Max watched her closely. Was he going to rat her out, twist this around into some way to come out ahead? Later, she could deal with that. Just not right now. She shook her head, a silent plea.
His mouth twitched but remained shut, and rare gratitude pulsed behind her ribs.
Then she went and ruined it by saying, “I thought you lived in Elmwood.”
“The Simmonses moved back last year,” her mom interjected, a set of wrinkles appearing around her pinched mouth. “I thought I told you.”
She pointedly did not. Keely would have remembered. Would have. . . girded her loins or something.
Max coughed behind a clenched fist. “It’s closer to St. Francis than our old place.”
The hospital? Keely’s gaze shot up, but he wouldn’t look at her. Max’s dad was a dog groomer and his mom was a bank manager. Did one of them have a late-in-the-game career change? And somehow squeezed med school, residency, and boards into the ten years they’d lived elsewhere?
“Dad had to close his grooming business,” he added, and Keely’s confusion deepened.
Maybe his dad was working at the hospital now, but it didn’t feel right.
He’d loved those dogs, all dogs. She could still remember him coming home with a huge smile on his face day in, day out, telling them wild stories of his craziest clients.

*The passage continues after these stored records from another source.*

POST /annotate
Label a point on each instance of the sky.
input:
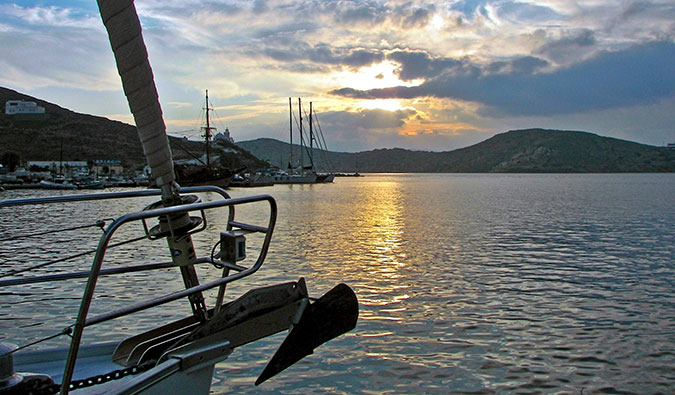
(419, 75)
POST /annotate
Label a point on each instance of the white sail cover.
(124, 30)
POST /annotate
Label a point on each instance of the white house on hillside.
(13, 107)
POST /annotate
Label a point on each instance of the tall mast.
(290, 128)
(302, 140)
(311, 138)
(207, 130)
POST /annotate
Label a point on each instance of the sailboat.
(203, 171)
(176, 356)
(300, 174)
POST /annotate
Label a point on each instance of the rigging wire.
(66, 331)
(99, 223)
(325, 146)
(67, 258)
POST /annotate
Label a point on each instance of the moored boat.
(177, 356)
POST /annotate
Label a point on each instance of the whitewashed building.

Max and his brothers used to fight over who’d get to lint-roll his clothes free of pet hair before they went in the hamper, because his mom refused to clog the washer with it.
“So it was nice we could come back to a place everyone already knew, instead of having to start over.”

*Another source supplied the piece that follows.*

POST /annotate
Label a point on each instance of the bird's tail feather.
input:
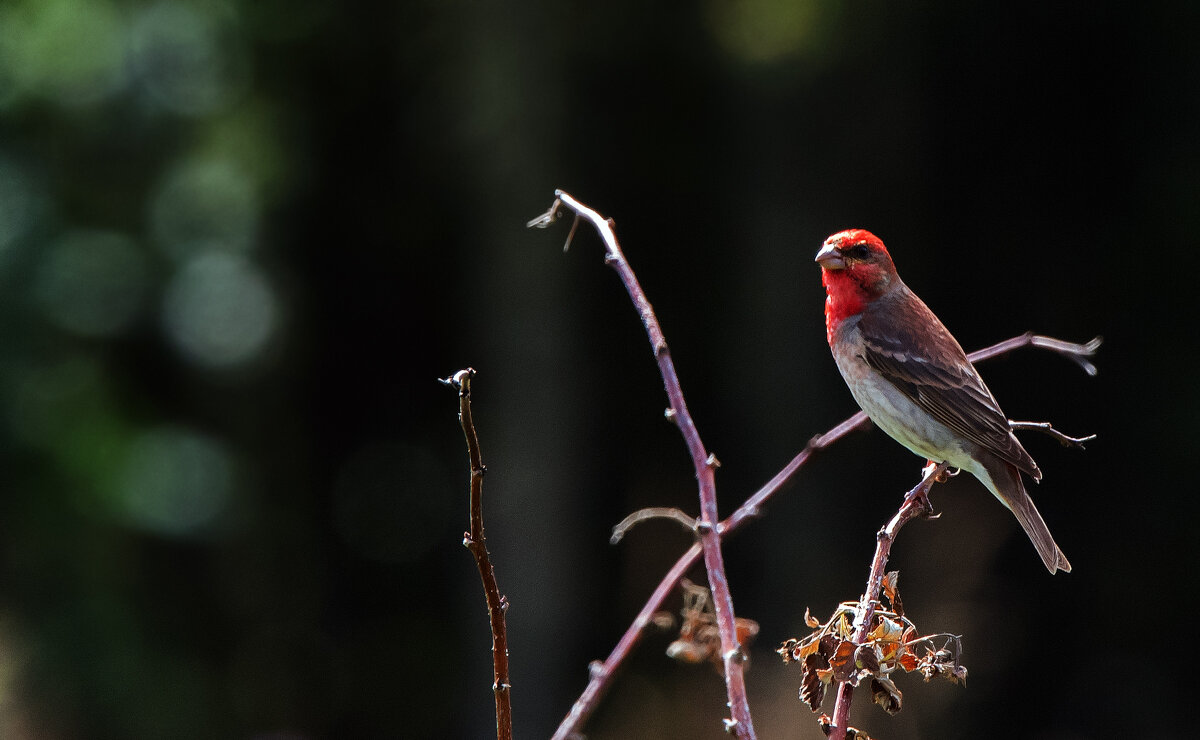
(1008, 487)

“Of course.” Her mom gave Max a sad smile. “How’s he doing, by the way?”
“He’s, ah. . .” Max kicked at a scuff on the linoleum, and his throat bobbed. “He’s alright. I’m coming from there.”
Coming from where? Keely had missed a vital piece of the equation. A big piece, if the yawning hole in her understanding was anything to go by.
Her mom’s face softened. “I’m sure they take wonderful care of him.”
“The nurses are great,” Max agreed, voice hoarse. “And his doctor’s really confident in this new treatment.”
“Today’s chemo is top of the line.”
Her mother continued speaking, but all Keely heard was a high-pitched buzzing as the final bit of that equation slotted into place.
Chemo.
Chemo = cancer.
Cancer.
Max’s dad had cancer. Or if not cancer, something equally as taxing and damaging that required chemotherapy treatment.
She’d done a whole unit on cancer last year in biochem.
Every data point from those research articles, five- and ten-year survival statistics buried in academic papers, tightened a binding around her heart.
“Well, we won’t keep you.” Her mom gave Max a quick hug, then bumped Keely with her elbow and gave a polite, under-the-breath cough.
“Nice running into you, Max,” she murmured, crossing her arms against the sudden urge to give him a hug of her own.
His head tilted again, but he nodded. “See you around, Keely.”
She stared unfocused at the shelf in front of her but tracked him in her periphery until he rounded the corner.
“Keely,” her mom murmured. “Go grab some extra ground beef. We’ll make them a casserole and you can take it over later.”
The worst part was, Keely couldn’t even be mad.